Embodiments of the present invention will be described below in detail with reference to the accompanying drawings.
[Embodiment 1]
FIG. 1 is a diagram illustrating a transmissive projection type liquid crystal display device to which the present embodiment is applied. A three-plate liquid crystal projector 1 that is a transmissive projection type liquid crystal display device shown in FIG. 1 includes a white light source 30 that is a light source, and integrator lenses 21 and 22 that make white light 31 emitted from the white light source 30 uniform. The polarization conversion element 10 that separates the white light 31 into S-polarized light and P-polarized light, the dichroic mirrors 51 and 52 that separate the white light 31 into light of different wavelengths, and the transmissive liquid crystal panels 61 and 62 that transmit light of different wavelengths, respectively. 63, a dichroic prism 45 that synthesizes the separated light, and a projection lens 70 that is a projection optical system that forms an image on the screen 80 of the light synthesized by the dichroic prism 45. Further, mirrors 41, 42, 43, and 44, relay lenses 23 and 24, and condenser lenses 25, 26, and 27 are provided as optical components. The white light source 30 includes a high-intensity lamp such as an ultra-high pressure mercury lamp and a metal halide lamp, and a reflector (elliptical mirror) that collects light from the high-intensity lamp.
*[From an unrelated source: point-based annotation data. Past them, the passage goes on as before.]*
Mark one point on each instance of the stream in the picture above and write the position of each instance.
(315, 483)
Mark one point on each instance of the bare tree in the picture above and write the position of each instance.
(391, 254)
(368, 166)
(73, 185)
In the three-plate liquid crystal projector 1 according to the present embodiment, white light 31 converted into substantially parallel light by the reflector is emitted from the white light source 30. The emitted white light 31 enters the integrator lens 21. The integrator lens 21 divides the incident white light 31 into a plurality of light beams by a plurality of lens cells arranged in a matrix and efficiently guides the light to pass through the integrator lens 22 and the polarization conversion element 10. Similar to the integrator lens 21, the integrator lens 22 having a plurality of lens cells arranged in a matrix shape changes the shape of the lens cell of the integrator lens 21 corresponding to each of the constituting lens cells to the transmissive liquid crystal panels 61, 62, 63. Project to the side. Then, the projection images of the lens cells of the integrator lens 21 are superimposed on the transmissive liquid crystal panels 61, 62, 63 by the relay lenses 23, 24 and the condenser lenses 25, 26, 27. At that time, since the white light 31 is aligned with linearly polarized light in the same direction by the polarization conversion element 10, it is possible to reduce the light amount loss in the transmissive liquid crystal panels 61, 62, and 63.
In this process, the white light 31 emitted from the white light source 30 is separated by the dichroic mirrors 51 and 52 into the three primary colors of blue light 32, green light 33, and red light 34. , 62, 63 are irradiated. Here, the dichroic mirror 51 has a green-blue reflection red transmission characteristic, and the dichroic mirror 52 has a green reflection blue transmission characteristic.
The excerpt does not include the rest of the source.